Health system boards will be expected to address a series of material concerns arising from the recently released revisions to what has been referred to as the “Yates memorandum” on individual accountability for corporate wrongdoing. The audit and compliance committee will need to communicate both an unchanged emphasis on accountability, and the government’s focus on managerial levels of the corporate hierarchy. Board leadership will want to address with management the tension between the benefits of pursuing cooperation credit, and the requirements for obtaining such credit. The board will want to have an internal discussion about how the conduct of individual members of the board of directors may be evaluated for possible accountability.
Expanded Focus on Diversity
New state laws, other legislative initiatives and emerging governance best practices will prompt the board and its nominating committee to expand efforts to diversify board and committee composition. The focus will move beyond matters of gender to also focus on matters of race, age, experience and thought in the nomination process, and the need to consider diverse candidates for each open board seat. In this regard, boards should continue to embrace the perspective that diversity across all dimensions is fundamental to well-performing governance and contributes to long-term economic value.
Increased fiduciary expectations of health system governance will incentivize boards to adopt more rigorous director refreshment protocols. The goal of such protocols is to support board effectiveness through measures that assure that membership turnover is managed in an efficient, thoughtful process. Specific focus will be on the use of vigorous annual board and director evaluations; application of director recruitment goals intended to assure consistency with long-term corporate needs and the evolution of the competitive environment; and the judicious application of board renewal tools (e.g., term limits, retirement age and fitness to serve requirements).

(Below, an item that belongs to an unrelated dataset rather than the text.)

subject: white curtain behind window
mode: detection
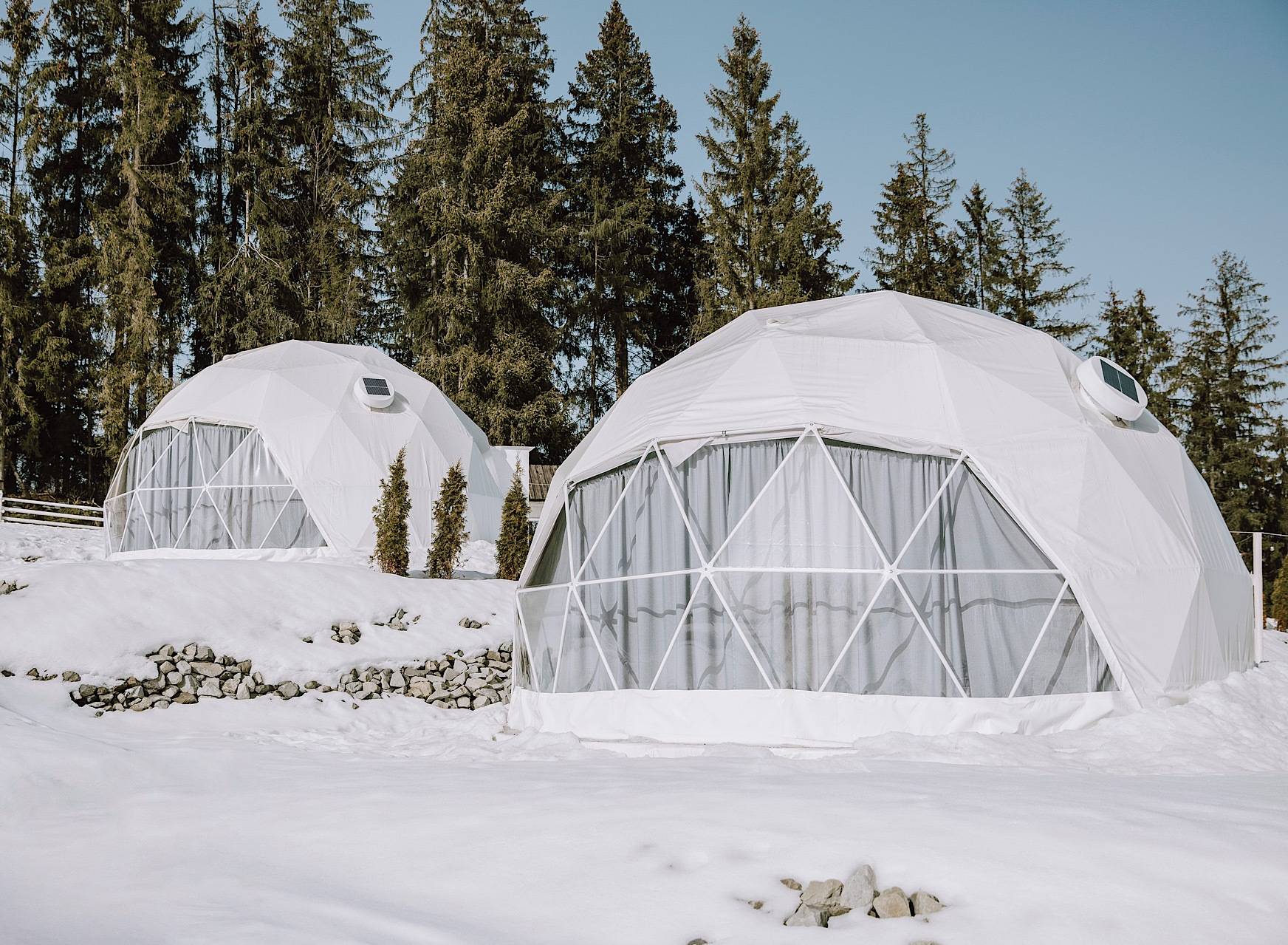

Preservation of Tax-Exempt Status
Underlying themes arising from the Tax Cuts and Jobs Act, as well as the decision of Sen. Chuck Grassley. R-Iowa, to reassume chairmanship of the Senate Finance Committee, are likely to increase the scrutiny on whether health care systems deserve the benefits of tax-exempt status. The board, particularly through its strategic planning committee, will be called to extend greater effort in preserving charitable status, and promoting — for public consumption — how the delivery of health care services through the nonprofit corporate model is distinguishable from the delivery of such services through a for-profit model.
Each one of these challenges is well within the capacity of the board of directors to address. While they are all grounded in elements of the disruptive environment in which health care is currently situated, there exist recognized solutions for each of them. Some of solutions may require an accelerated refreshment of the current board composition, or the reconfiguration of the board’s governance structure. The general counsel, as a key governance adviser, can play an important role in supporting the ability of the board and management to anticipate and address these complications, in support of achievement of the board’s agenda.